For such as these containers Kubernetes or cloud environments, for Prometheus, it is an important problem to be solved is how to deploy dynamic found in Kubernetes environment need to monitor all targets.

For Kubernetes, as shown above, we can among all the resources are divided into several categories:
infrastructure layer (the Node): cluster nodes, and applications for the entire cluster runtime resource
container infrastructure (Container): application provides run-time environment
user applications (Pod): Pod will contain a set of containers, they work together, and provide external one (or a group) feature
internal load balancing service (service): in a cluster, exposed by the service in a cluster application function, load balancing between the interior of the application and the application access cluster
external access inlet (Ingress): an inlet providing access through the Ingress outside the cluster, which can make access to external clients deployed within the cluster service Kubernetes

Thus, without considering Kubernetes own components, if you want to build a complete monitoring system, we should consider the following five areas:
cluster node status monitoring: from kubelet cluster nodes basic services running state acquiring node;
resource usage deployed node Exporter acquisition node in the form Daemonset in the cluster, each node;: cluster node resource usage monitoring
vessel monitoring node running: obtaining node running status of all containers by each node kubelet built cAdvisor in and the use of resources;
deployment from the black box to monitor the angle of the probe in the cluster Blackbox Exporter services, Ingress detection service and availability;
applications if deployed in a cluster itself built monitoring support for Prometheus, then we should also find examples of appropriate Pod, and acquires the operating state of the internal monitoring index from the Pod example.

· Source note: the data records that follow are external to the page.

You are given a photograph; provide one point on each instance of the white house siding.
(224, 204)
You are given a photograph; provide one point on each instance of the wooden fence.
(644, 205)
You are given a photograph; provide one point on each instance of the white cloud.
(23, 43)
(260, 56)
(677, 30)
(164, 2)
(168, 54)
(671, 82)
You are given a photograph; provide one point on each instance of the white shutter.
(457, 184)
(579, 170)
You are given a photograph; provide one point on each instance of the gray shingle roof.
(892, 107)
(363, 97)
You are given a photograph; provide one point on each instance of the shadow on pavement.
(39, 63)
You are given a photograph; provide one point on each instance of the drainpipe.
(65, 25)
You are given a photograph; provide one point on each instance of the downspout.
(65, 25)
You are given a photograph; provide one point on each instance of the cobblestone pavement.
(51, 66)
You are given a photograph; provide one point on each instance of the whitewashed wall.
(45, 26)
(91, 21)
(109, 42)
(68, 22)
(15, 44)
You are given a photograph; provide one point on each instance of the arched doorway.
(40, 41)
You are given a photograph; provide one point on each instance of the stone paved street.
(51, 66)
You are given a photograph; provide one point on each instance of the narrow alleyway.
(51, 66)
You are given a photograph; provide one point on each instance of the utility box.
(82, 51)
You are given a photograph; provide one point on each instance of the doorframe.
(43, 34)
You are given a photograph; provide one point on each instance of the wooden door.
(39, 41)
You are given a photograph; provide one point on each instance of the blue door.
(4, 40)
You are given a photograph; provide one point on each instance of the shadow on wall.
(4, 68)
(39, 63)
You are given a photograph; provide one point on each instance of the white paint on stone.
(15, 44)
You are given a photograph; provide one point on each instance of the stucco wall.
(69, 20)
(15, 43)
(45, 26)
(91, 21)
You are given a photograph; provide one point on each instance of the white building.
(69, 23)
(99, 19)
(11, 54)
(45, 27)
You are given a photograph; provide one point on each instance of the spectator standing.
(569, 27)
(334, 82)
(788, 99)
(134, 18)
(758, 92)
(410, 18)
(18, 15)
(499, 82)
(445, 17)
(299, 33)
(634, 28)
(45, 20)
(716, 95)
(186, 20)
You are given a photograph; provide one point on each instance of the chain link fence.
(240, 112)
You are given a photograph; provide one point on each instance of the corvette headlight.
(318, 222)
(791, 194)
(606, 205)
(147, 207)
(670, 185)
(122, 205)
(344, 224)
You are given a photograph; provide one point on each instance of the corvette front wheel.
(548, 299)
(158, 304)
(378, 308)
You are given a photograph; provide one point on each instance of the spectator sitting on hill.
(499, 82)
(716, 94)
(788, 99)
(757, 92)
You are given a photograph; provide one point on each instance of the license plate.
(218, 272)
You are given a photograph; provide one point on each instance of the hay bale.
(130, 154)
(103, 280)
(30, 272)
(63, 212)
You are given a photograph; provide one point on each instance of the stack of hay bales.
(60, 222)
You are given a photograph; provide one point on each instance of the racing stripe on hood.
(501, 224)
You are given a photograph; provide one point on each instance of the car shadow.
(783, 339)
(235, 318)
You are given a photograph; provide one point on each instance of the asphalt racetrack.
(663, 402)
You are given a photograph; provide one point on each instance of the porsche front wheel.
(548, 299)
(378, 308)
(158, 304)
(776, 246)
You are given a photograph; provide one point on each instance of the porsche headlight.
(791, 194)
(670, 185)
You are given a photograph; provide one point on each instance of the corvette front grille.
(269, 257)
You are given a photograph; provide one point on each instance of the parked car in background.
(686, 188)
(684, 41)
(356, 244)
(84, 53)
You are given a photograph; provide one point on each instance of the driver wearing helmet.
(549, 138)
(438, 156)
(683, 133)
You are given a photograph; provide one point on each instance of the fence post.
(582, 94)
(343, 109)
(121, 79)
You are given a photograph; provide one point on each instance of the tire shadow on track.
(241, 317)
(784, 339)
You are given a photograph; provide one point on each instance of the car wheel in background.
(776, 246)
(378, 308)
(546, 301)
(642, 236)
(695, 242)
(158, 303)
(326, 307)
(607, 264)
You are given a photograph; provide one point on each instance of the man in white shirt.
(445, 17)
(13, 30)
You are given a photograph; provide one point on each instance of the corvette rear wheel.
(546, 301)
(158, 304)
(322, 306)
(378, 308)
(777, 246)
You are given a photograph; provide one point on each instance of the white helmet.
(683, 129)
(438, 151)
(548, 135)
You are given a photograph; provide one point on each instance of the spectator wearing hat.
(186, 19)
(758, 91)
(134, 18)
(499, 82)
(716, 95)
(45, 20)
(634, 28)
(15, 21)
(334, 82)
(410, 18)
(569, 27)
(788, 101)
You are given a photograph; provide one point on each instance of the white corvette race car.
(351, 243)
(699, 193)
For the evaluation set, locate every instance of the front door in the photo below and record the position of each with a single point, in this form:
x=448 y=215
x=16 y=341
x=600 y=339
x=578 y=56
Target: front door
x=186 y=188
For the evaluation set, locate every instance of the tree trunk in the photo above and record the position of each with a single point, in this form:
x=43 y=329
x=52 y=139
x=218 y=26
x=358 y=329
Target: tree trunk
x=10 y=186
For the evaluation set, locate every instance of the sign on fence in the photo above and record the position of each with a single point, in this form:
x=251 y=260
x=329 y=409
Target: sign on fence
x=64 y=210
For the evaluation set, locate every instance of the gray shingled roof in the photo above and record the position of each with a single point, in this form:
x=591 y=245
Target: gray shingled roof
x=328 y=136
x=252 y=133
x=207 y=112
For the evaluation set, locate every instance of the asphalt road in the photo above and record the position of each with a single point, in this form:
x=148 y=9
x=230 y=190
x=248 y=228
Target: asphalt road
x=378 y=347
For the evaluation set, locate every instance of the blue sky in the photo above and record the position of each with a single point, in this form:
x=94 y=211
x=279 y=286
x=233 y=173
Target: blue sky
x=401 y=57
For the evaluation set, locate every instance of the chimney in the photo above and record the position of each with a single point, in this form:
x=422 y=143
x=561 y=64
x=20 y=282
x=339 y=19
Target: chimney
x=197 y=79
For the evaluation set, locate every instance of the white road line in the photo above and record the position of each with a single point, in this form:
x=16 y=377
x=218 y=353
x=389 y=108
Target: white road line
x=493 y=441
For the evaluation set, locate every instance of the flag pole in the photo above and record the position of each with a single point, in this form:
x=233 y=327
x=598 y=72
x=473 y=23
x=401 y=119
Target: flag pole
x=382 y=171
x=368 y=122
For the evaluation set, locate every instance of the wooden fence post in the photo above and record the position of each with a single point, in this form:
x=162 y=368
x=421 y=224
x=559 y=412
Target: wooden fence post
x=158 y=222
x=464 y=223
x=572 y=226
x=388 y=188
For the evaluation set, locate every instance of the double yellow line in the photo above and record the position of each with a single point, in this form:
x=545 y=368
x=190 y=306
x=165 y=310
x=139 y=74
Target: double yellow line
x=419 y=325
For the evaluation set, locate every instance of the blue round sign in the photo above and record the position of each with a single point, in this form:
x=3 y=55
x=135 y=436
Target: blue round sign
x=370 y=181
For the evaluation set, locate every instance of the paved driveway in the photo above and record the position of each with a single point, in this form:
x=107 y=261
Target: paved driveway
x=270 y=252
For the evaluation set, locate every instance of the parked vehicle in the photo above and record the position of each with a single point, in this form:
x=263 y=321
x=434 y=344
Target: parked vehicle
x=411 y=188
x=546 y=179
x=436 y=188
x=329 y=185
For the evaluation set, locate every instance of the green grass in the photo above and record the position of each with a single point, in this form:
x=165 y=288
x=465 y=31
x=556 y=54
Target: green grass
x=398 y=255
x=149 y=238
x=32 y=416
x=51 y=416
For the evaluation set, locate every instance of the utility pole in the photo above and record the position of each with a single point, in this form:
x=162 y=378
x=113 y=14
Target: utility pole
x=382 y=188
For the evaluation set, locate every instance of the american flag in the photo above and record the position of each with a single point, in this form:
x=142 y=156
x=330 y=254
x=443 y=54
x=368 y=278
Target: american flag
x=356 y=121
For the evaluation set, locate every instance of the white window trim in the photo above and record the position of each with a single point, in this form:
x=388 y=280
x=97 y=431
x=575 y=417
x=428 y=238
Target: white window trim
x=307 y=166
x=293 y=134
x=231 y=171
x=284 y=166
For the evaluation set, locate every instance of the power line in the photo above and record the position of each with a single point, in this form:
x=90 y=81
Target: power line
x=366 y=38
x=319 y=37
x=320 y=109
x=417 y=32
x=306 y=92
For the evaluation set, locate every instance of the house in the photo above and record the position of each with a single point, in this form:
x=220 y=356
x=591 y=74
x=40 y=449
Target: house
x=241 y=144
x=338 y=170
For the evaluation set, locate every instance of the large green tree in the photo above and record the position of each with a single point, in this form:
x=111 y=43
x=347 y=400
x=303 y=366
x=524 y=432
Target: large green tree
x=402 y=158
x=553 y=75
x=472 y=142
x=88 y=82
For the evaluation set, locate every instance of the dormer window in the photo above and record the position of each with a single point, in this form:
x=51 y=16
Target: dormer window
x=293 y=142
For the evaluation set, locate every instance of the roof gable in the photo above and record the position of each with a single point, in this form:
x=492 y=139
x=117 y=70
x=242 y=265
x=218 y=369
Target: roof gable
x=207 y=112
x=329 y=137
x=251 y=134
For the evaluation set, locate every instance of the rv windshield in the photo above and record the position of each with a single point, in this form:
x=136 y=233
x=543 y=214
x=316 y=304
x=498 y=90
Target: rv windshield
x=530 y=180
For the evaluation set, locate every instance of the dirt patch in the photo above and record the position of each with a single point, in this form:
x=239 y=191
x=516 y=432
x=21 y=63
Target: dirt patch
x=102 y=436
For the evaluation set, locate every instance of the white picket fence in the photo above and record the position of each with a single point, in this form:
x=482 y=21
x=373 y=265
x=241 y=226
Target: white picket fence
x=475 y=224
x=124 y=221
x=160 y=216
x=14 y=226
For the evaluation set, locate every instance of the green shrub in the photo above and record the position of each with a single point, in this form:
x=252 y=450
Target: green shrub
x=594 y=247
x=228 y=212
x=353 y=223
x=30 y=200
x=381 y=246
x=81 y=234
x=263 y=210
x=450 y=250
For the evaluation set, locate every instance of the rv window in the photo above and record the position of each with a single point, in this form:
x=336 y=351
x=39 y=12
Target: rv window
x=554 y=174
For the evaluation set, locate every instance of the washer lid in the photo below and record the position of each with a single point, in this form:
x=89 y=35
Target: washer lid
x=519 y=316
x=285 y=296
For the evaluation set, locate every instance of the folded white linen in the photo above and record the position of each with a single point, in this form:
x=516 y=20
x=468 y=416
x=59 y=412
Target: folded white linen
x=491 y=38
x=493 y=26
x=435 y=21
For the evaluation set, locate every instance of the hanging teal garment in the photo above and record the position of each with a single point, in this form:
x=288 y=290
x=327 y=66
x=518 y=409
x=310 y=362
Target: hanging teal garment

Appendix: What is the timing of the database?
Prometheus mentioned above is based on a database monitoring system timing, often abbreviated sequence database TSDB (Time Series Database). Many popular monitoring systems are in use sequence database to store data, it is because the characteristics of the database and monitoring system timing coincides.
By: the need for frequent write, and write the sort order is chronological
delete: no random deleted, delete a block of time under normal circumstances all of the data
changes: no need to write the data is updated
search: need for highly concurrent read operation, the read operation is ascending or descending chronological read data is very large, the cache does not work

With heapster no longer developed and maintained and influxdb cluster solution is no longer open source, heapster + influxdb monitoring program, only suitable for some relatively small-scale k8s cluster. The prometheus whole community is very active, in addition to the official community offers a range of high-quality exporter, for example node_exporter and so on. Telegraf (centralized collection metrics) + prometheus the program, but also a reduction in workload deployment and management of a variety exporter of very good programs.
Today, the main talk about our use prometheus process, some practical experience in storage.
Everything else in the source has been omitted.